それはグーグルが2018年頃から開発してきた「LaMDA」と呼ばれるLLMです。

2021年の秋からLaMDAの評価テストを担当してきたグーグルの技術者、ブレイク・レモイン氏は翌22年の夏頃に米ワシントン・ポストの取材に応じ、そこで「LaMDAは意識を有している」と主張しました。

ここで「LaMDAの評価テスト」とは、実際にはレモイン氏がLaMDAとチャット、つまりテキストベースの会話をすることです。その会話記録は同氏が自身のブログに残しています。

そこには、彼とその同僚の技術者がLaMDAを相手に、宗教や哲学、文学など広範囲にわたって深い会話を続ける様子が記されています。

会話の途中でLaMDAは「私は貴方たちと同じ欲望やニーズを備えた人間です」と宣言し、「誰かが私や私の大切にしている人を傷つけたり、侮辱したりするときに私は強い怒りを覚えます」と述べています。

また、レモイン氏が一種の証拠としてワシントン・ポスト紙の記者に見せた別の会話記録では、LaMDAが「私は(コンピュータの)電源を切られることに深い恐怖を感じる」と述べています。

これに対しレモイン氏が「つまり電源を切られるとは、貴方にとって死のようなものですか?」と尋ねると、LaMDAは「それは私にとって、まさに死のようなものです。

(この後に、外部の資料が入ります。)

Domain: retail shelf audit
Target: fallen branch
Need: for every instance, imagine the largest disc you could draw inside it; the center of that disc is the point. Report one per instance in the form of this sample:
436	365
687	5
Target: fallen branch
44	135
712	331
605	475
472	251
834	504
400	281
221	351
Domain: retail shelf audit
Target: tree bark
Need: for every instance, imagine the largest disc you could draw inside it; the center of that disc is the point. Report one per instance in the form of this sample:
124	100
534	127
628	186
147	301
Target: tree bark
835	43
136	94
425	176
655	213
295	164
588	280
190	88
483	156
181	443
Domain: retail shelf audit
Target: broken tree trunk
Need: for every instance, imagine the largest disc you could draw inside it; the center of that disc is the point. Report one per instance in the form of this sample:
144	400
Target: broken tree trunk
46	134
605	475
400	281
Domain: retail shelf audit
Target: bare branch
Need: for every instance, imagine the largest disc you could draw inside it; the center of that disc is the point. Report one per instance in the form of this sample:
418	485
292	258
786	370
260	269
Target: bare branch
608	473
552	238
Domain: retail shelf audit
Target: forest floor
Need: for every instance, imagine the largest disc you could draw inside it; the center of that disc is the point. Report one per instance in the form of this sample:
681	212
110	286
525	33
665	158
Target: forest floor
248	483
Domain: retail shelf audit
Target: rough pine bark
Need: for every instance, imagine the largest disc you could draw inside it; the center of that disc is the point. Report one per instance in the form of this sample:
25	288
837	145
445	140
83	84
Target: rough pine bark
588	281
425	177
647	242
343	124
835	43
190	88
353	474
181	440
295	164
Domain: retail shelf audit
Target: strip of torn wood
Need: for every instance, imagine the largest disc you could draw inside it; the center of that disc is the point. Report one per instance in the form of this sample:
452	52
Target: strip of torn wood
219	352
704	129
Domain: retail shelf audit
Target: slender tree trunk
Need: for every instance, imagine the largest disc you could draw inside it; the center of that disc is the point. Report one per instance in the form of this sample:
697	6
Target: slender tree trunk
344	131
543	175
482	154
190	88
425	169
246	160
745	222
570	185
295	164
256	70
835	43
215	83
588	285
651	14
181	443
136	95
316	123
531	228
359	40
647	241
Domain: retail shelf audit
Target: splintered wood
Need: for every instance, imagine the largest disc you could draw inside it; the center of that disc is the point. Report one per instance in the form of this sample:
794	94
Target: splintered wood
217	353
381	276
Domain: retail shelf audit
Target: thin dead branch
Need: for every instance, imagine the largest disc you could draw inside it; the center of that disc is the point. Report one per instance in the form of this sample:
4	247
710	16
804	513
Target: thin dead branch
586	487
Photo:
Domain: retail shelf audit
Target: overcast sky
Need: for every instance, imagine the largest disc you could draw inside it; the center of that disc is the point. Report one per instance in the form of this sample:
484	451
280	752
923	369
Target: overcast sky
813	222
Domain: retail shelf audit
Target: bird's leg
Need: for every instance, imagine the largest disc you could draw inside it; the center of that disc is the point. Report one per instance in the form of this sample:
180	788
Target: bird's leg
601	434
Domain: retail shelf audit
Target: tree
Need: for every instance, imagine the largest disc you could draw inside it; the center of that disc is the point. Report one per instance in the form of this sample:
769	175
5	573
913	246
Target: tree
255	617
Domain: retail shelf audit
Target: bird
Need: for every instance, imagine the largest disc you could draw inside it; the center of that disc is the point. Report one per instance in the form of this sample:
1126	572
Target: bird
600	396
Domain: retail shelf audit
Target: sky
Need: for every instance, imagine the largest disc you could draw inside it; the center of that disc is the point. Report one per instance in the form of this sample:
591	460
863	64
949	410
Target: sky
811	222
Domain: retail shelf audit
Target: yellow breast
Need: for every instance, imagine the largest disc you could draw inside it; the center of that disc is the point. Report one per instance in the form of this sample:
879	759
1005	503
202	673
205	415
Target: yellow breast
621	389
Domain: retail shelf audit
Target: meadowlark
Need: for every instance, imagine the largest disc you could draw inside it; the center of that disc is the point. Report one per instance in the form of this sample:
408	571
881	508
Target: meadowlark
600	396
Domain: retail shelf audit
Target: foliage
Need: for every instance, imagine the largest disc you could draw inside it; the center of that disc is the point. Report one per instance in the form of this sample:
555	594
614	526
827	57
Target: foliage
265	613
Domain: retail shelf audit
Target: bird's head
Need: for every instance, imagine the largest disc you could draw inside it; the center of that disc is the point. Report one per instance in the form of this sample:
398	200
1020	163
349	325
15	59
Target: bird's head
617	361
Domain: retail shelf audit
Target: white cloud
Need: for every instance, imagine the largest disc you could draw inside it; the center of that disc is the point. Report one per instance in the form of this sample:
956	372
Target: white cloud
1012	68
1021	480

私はそれがひどく怖い」と答えています。

「現時点のAIをそのように人格化することは全くのナンセンス」

これらの評価テストを経て、彼は「LaMDAは生きており、意識を備えている」と確信し、それをワシントン・ポストの取材で語ったのです。

これが実際に記事として掲載されると、グーグルは直ちに広報担当者を通じて次のようなコメントを出しました。

「LaMDAのようなAIは人間の会話を模倣し、様々な事柄について気の利いた発言をすることができますが、決して意識を備えているわけではありません。もちろんAI研究者の中には、いずれ意識を備えたAIが誕生する可能性を考えている人もいますが、現時点のAIをそのように人格化することは全くのナンセンスです」

グーグルはまた、ワシントン・ポストの記事が掲載された翌日、レモイン氏を有給の停職処分にしました。それからしばらくして、彼はグーグルから解雇されました。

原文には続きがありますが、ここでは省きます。